The good news, according to McKinsey, is that needs-based service offerings can deepen consumer trust and loyalty and support retention, even to the point of increasing revenue.

To realize these gains, companies must anticipate and respond to consumers’ needs. That will require them to foster true commitment to the customer experience, both in back-end and customer-facing roles.

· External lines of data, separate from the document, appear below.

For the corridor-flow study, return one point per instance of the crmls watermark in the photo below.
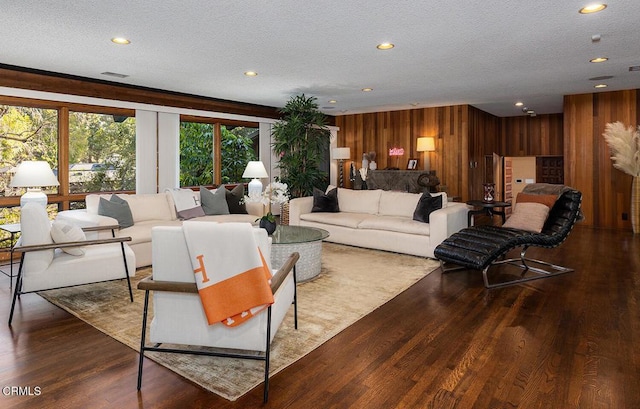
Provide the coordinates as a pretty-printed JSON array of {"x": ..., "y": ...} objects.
[{"x": 21, "y": 391}]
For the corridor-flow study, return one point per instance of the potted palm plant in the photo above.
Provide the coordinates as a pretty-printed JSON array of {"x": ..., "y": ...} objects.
[{"x": 300, "y": 139}]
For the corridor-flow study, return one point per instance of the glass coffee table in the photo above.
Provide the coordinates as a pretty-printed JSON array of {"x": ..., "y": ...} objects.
[{"x": 307, "y": 241}]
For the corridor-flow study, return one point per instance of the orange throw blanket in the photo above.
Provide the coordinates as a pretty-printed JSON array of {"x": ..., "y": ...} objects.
[{"x": 231, "y": 273}]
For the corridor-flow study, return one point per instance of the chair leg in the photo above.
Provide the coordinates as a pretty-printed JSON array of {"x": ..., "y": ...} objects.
[
  {"x": 267, "y": 355},
  {"x": 17, "y": 290},
  {"x": 295, "y": 298},
  {"x": 521, "y": 263},
  {"x": 142, "y": 337},
  {"x": 126, "y": 271}
]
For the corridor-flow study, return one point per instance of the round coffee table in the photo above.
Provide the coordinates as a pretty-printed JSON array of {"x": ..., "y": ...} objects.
[{"x": 307, "y": 241}]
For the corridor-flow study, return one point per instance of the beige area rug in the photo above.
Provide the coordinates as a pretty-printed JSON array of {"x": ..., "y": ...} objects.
[{"x": 353, "y": 283}]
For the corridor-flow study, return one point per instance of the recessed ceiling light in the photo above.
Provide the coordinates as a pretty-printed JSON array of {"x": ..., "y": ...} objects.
[
  {"x": 120, "y": 40},
  {"x": 385, "y": 46},
  {"x": 592, "y": 8}
]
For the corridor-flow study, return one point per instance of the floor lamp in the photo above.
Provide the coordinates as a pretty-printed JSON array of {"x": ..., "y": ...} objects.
[
  {"x": 340, "y": 154},
  {"x": 426, "y": 144},
  {"x": 33, "y": 175},
  {"x": 254, "y": 171}
]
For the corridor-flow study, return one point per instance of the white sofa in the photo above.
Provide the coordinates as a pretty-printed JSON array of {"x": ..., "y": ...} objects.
[
  {"x": 148, "y": 211},
  {"x": 382, "y": 220}
]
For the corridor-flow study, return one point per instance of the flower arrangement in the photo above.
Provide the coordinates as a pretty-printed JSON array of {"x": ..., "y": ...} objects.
[
  {"x": 275, "y": 193},
  {"x": 625, "y": 147}
]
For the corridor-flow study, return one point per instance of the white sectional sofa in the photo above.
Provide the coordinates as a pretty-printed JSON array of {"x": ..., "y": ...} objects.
[
  {"x": 148, "y": 210},
  {"x": 382, "y": 220}
]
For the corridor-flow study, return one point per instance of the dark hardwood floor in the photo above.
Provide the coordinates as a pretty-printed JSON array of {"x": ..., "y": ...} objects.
[{"x": 571, "y": 341}]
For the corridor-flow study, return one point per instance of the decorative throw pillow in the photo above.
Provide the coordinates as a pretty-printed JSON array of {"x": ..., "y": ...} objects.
[
  {"x": 62, "y": 232},
  {"x": 119, "y": 211},
  {"x": 548, "y": 200},
  {"x": 214, "y": 202},
  {"x": 325, "y": 202},
  {"x": 426, "y": 205},
  {"x": 528, "y": 216},
  {"x": 187, "y": 203},
  {"x": 233, "y": 199}
]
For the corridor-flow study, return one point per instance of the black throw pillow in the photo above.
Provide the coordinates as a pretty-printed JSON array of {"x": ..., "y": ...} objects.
[
  {"x": 325, "y": 202},
  {"x": 426, "y": 205},
  {"x": 234, "y": 197}
]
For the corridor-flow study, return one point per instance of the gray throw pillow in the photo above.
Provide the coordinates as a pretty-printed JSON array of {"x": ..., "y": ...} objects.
[
  {"x": 233, "y": 199},
  {"x": 426, "y": 205},
  {"x": 118, "y": 209},
  {"x": 214, "y": 202}
]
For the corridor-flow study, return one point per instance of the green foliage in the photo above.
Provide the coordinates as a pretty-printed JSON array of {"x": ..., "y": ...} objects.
[
  {"x": 237, "y": 151},
  {"x": 196, "y": 154},
  {"x": 300, "y": 140}
]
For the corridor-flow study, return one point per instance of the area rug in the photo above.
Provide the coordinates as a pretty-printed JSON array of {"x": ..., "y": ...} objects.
[{"x": 353, "y": 282}]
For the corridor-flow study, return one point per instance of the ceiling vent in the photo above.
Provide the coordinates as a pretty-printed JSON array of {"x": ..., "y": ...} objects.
[{"x": 114, "y": 74}]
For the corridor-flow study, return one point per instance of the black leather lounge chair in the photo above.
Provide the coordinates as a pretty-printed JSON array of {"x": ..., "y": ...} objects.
[{"x": 480, "y": 247}]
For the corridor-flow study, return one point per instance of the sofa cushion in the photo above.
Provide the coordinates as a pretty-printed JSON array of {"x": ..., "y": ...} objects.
[
  {"x": 548, "y": 200},
  {"x": 426, "y": 205},
  {"x": 395, "y": 223},
  {"x": 235, "y": 199},
  {"x": 149, "y": 206},
  {"x": 528, "y": 216},
  {"x": 62, "y": 232},
  {"x": 351, "y": 220},
  {"x": 398, "y": 203},
  {"x": 359, "y": 201},
  {"x": 187, "y": 203},
  {"x": 325, "y": 202},
  {"x": 117, "y": 209},
  {"x": 214, "y": 202}
]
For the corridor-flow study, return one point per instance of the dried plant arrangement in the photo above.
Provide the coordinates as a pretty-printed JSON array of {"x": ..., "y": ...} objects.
[{"x": 625, "y": 147}]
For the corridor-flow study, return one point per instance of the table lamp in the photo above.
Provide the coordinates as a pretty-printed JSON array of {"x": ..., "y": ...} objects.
[
  {"x": 426, "y": 144},
  {"x": 340, "y": 154},
  {"x": 33, "y": 175},
  {"x": 256, "y": 170}
]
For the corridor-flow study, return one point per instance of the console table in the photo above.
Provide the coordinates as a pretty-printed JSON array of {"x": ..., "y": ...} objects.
[{"x": 413, "y": 181}]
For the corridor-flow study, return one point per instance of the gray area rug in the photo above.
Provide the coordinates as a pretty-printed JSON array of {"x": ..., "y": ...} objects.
[{"x": 353, "y": 282}]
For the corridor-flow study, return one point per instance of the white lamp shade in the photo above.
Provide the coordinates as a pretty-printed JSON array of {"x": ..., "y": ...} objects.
[
  {"x": 255, "y": 169},
  {"x": 426, "y": 144},
  {"x": 34, "y": 174},
  {"x": 341, "y": 153}
]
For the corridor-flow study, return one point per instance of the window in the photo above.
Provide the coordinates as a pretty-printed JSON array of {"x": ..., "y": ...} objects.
[
  {"x": 196, "y": 154},
  {"x": 102, "y": 152},
  {"x": 238, "y": 145},
  {"x": 26, "y": 133}
]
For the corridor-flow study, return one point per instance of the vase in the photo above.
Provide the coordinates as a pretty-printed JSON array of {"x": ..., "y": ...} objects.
[
  {"x": 270, "y": 227},
  {"x": 635, "y": 204}
]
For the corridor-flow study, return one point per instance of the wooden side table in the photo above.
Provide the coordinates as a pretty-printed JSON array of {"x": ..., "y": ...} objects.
[
  {"x": 488, "y": 208},
  {"x": 12, "y": 229}
]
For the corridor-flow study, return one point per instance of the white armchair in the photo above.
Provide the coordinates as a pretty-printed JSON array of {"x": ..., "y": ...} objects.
[
  {"x": 178, "y": 315},
  {"x": 44, "y": 266}
]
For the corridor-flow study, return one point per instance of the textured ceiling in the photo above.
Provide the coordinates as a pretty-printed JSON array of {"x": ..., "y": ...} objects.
[{"x": 487, "y": 53}]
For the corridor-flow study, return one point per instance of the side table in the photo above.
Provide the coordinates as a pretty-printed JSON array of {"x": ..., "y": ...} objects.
[
  {"x": 12, "y": 229},
  {"x": 488, "y": 208}
]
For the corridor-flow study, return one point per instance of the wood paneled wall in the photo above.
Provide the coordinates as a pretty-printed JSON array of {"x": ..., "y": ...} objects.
[
  {"x": 587, "y": 166},
  {"x": 381, "y": 131},
  {"x": 540, "y": 135}
]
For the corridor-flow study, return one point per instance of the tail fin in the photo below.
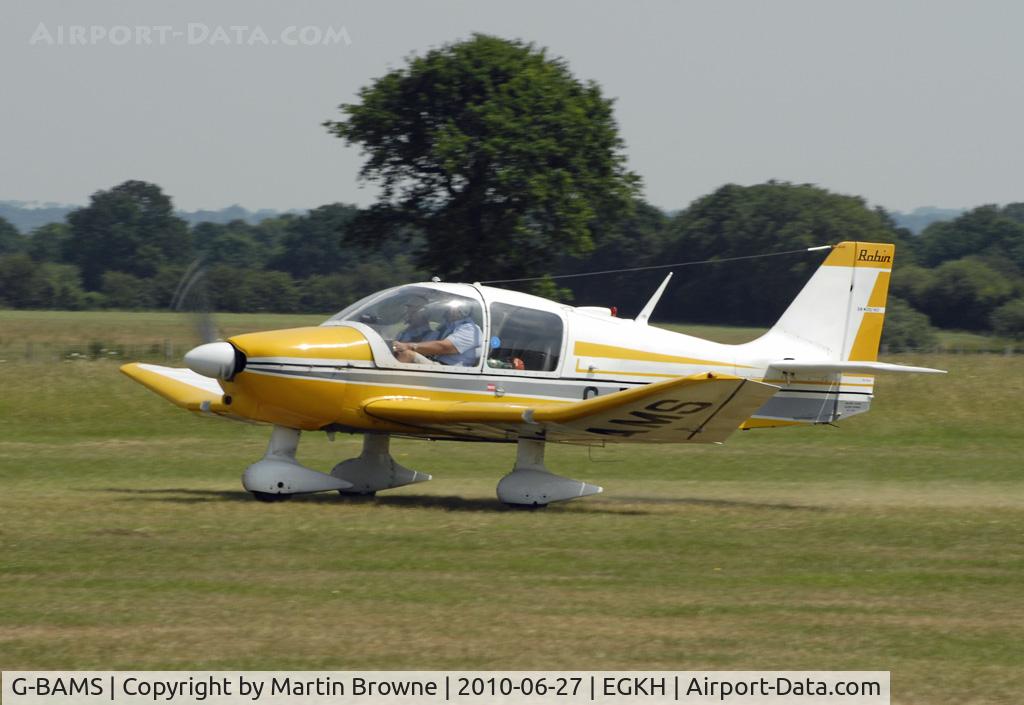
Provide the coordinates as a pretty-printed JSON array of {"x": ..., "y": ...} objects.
[{"x": 838, "y": 315}]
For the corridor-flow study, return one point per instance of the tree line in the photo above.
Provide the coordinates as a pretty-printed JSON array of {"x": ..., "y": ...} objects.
[
  {"x": 495, "y": 162},
  {"x": 128, "y": 250}
]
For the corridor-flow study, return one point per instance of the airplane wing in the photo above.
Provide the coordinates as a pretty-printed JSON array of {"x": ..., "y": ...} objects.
[
  {"x": 849, "y": 366},
  {"x": 180, "y": 386},
  {"x": 705, "y": 408}
]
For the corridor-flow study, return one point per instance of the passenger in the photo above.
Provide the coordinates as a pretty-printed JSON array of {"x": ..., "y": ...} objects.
[{"x": 459, "y": 343}]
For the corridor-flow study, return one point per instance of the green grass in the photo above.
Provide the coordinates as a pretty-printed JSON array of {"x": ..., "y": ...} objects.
[{"x": 894, "y": 542}]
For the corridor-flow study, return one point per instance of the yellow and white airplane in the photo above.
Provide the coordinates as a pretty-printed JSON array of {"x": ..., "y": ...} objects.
[{"x": 502, "y": 366}]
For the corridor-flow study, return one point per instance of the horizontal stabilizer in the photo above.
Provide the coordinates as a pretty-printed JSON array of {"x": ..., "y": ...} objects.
[
  {"x": 705, "y": 408},
  {"x": 180, "y": 386},
  {"x": 849, "y": 366}
]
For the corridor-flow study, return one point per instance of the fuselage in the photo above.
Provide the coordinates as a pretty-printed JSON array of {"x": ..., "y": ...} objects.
[{"x": 532, "y": 350}]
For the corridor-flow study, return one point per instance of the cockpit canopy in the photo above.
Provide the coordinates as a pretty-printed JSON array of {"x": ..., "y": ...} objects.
[
  {"x": 411, "y": 313},
  {"x": 525, "y": 334}
]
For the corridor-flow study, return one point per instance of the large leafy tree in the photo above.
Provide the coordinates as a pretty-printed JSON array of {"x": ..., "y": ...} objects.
[
  {"x": 130, "y": 229},
  {"x": 10, "y": 240},
  {"x": 495, "y": 152}
]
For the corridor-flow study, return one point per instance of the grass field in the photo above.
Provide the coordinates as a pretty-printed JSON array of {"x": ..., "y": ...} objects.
[{"x": 895, "y": 542}]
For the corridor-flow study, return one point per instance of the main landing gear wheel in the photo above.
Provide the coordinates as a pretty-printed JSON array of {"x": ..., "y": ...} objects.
[
  {"x": 531, "y": 486},
  {"x": 270, "y": 497}
]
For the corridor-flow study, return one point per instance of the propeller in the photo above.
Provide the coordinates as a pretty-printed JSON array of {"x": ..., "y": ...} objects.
[
  {"x": 214, "y": 358},
  {"x": 190, "y": 297}
]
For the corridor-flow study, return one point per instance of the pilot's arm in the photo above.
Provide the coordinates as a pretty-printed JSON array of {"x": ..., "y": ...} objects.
[{"x": 430, "y": 348}]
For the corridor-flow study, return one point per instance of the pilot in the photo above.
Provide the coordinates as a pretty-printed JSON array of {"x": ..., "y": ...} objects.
[
  {"x": 417, "y": 322},
  {"x": 459, "y": 343}
]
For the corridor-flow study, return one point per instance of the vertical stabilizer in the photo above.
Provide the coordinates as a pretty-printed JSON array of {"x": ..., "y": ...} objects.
[{"x": 839, "y": 314}]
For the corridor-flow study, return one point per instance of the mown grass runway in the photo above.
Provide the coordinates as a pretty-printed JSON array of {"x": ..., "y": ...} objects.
[{"x": 894, "y": 542}]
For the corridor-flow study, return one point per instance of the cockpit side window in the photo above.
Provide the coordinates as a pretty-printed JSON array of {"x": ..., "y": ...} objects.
[
  {"x": 415, "y": 314},
  {"x": 524, "y": 338}
]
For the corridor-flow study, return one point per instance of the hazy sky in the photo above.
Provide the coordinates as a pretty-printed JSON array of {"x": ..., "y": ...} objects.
[{"x": 906, "y": 104}]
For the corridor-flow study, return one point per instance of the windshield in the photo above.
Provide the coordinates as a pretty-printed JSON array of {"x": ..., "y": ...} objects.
[{"x": 411, "y": 314}]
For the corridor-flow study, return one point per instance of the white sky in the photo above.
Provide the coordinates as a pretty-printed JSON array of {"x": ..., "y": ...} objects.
[{"x": 906, "y": 104}]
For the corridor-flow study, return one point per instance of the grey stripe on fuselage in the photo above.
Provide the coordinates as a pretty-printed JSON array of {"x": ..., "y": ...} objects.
[
  {"x": 801, "y": 405},
  {"x": 542, "y": 387}
]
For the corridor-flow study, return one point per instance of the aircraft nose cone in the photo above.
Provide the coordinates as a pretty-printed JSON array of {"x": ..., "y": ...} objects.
[{"x": 212, "y": 360}]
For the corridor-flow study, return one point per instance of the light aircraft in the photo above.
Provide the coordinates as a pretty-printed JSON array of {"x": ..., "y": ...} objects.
[{"x": 534, "y": 372}]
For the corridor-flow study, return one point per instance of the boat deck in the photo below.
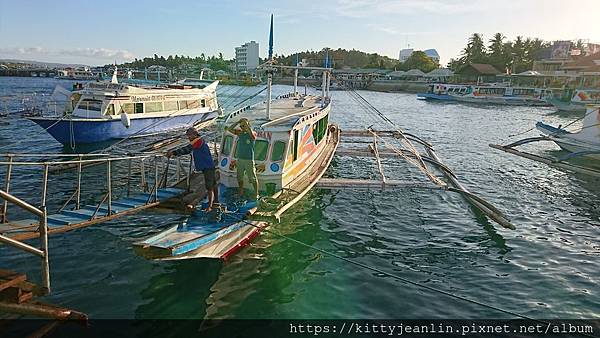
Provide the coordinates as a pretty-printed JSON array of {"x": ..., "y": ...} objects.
[{"x": 284, "y": 112}]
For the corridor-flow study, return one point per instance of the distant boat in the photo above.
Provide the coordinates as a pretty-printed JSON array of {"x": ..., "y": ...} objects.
[
  {"x": 487, "y": 94},
  {"x": 295, "y": 143},
  {"x": 585, "y": 142},
  {"x": 576, "y": 101},
  {"x": 107, "y": 110},
  {"x": 83, "y": 74}
]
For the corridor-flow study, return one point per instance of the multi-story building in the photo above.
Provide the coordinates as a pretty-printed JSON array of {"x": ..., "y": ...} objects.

Get it right, and your organization moves to the front of the pack.


Meeting in the Middle

The final mile may be the most visible part of white-glove delivery, but retailers and manufacturers can take steps prior to it to ensure a successful end result. A primary consideration: avoiding damage in the middle mile.

One way to cut down on accidents is to minimize how often shipments are handled. For that reason, avoid sending palletized freight through a hub-and-spoke network or using an LTL carrier, recommends Carson Krieg, head of last-mile industry solutions and strategy at project44. There’s too much propensity for damage when items have to be moved or reorganized.

“Forklifts could drive through the side of a couch,” he says. “Situations like that create a lot of damage in a hand off from carrier A to carrier B.”

Instead, shippers with enough density may benefit from booking dedicated truckload capacity and floor loading their freight. Once products arrive at the destination market, retailers could hand them off to a final-mile-only provider, or even choose to handle the last mile in-house. “It’s an opportunity to resolve issues in the last mile,” Krieg says. “Retailers are going upstream, and controlling their own destiny there.”


White Glove in Reverse

Most consumers are accustomed to returning small or low-value items that they bought online. When they need to return a large and bulky item, however, it’s a different story.

“You can’t just put a label on a lawn tractor and take it to UPS or FedEx,” says Greg Boring, vice president of integrated sales at Kenco. “There are no built-out reverse logistics networks for those returns.”

It’s tricky, he explains, but shippers can enable a white-glove return process in a few ways.

To ensure a smooth returns process, retailers should first assess the value of the item in question, and decide what acceptable terms and conditions would look like. A consumer might be responsible for returning a $500 grill, for example, while a delivery company might haul away a $15,000 couch for free.